Leukotriene Receptor Antagonists

 

🧠 CORE

Examples:

  • Montelukast
  • Zafirlukast

Functions:

  • Block leukotriene receptors
  • Reduce bronchoconstriction
  • Improve asthma symptoms

 

🔬 CONCEPT EXPLAINED

These drugs do not stop leukotriene formation.

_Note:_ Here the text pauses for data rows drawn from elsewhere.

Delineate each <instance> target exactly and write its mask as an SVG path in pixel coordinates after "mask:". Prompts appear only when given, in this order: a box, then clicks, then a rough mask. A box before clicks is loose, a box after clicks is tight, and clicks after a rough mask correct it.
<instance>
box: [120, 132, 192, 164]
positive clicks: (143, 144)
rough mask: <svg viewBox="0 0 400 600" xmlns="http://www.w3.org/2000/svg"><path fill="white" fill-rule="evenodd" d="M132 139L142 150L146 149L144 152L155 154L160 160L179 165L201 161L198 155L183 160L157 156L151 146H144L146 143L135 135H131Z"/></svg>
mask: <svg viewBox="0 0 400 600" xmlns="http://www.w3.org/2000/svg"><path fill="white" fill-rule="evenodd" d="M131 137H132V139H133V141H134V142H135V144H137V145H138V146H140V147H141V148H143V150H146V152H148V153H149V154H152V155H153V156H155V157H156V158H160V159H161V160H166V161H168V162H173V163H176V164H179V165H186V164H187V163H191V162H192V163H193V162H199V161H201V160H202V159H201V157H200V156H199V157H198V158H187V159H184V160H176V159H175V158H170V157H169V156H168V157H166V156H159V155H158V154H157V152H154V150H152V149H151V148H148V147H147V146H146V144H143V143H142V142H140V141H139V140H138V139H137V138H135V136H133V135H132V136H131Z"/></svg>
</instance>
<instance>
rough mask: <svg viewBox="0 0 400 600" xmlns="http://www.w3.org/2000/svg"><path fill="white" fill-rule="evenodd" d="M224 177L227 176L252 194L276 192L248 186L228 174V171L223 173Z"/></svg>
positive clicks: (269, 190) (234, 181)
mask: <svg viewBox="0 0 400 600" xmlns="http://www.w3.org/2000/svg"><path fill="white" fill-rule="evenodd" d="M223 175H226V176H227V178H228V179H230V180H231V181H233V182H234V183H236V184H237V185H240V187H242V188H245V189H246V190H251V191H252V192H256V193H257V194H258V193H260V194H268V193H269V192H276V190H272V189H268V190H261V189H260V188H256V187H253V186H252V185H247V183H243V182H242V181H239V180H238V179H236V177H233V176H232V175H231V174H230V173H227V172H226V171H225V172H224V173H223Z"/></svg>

Instead, they block leukotriene receptors on bronchial smooth muscle and inflammatory cells.

Effects:

  • Bronchodilation
  • Reduced mucus secretion
  • Reduced airway edema

Especially useful in:

  • Allergic asthma
  • Exercise-induced asthma

 

⚠️ IF DAMAGED

Failure of therapy may cause:

  • Persistent wheezing
  • Airway inflammation
  • Recurrent asthma attacks

Rare adverse effects:

  • Headache
  • Neuropsychiatric symptoms

⚙️ 4️⃣ Functional Flow

 

Eicosanoid Metabolism Flow

  1. Cell membrane phospholipids contain arachidonic acid
  2. Phospholipase A₂ releases arachidonic acid
  3. Arachidonic acid enters two pathways:

COX Pathway

  1. COX converts arachidonic acid → prostaglandins + thromboxanes
  2. Prostaglandins produce:
  • Pain
  • Fever
  • Vasodilation
  1. TXA₂ promotes platelet aggregation

LOX Pathway

  1. 5-lipoxygenase converts arachidonic acid → leukotrienes
  2. Leukotrienes cause:
  • Bronchoconstriction
  • Chemotaxis
  • Allergy

Drug Actions

  1. Steroids inhibit phospholipase A₂
  2. NSAIDs inhibit COX enzymes
  3. Aspirin irreversibly inhibits COX
  4. Zileuton inhibits 5-LOX
  5. Montelukast blocks leukotriene receptors

🩺 5️⃣ Clinical Correlation

 

Bronchial Asthma

  • Leukotrienes are major mediators of bronchospasm.
  • Montelukast and zileuton are used therapeutically.

Peptic Ulcer Disease

  • NSAIDs reduce protective gastric prostaglandins.
  • Causes gastric erosion and bleeding.

Cardiovascular Disease Prevention

  • Low-dose aspirin reduces platelet aggregation.
  • Prevents thrombosis and myocardial infarction.

Aspirin-Induced Asthma

  • COX inhibition increases leukotriene pathway activity.
  • Produces bronchospasm.

Long-Term Steroid Therapy

May cause:

  • Hyperglycemia
  • Osteoporosis
  • Infection susceptibility

📌 6️⃣ Summary Points

 

  • Eicosanoids are derived from arachidonic acid.
  • COX pathway forms prostaglandins and thromboxanes.
  • LOX pathway forms leukotrienes.
  • COX-1 is protective; COX-2 is inflammatory.
  • Aspirin irreversibly inhibits COX.
  • NSAIDs commonly cause gastric ulceration.
  • Steroids inhibit phospholipase A₂.
  • Leukotrienes are major mediators in asthma.
  • Montelukast blocks leukotriene receptors.
  • Zileuton inhibits 5-lipoxygenase.
  • TXA₂ promotes platelet aggregation.
  • PGI₂ inhibits platelet aggregation.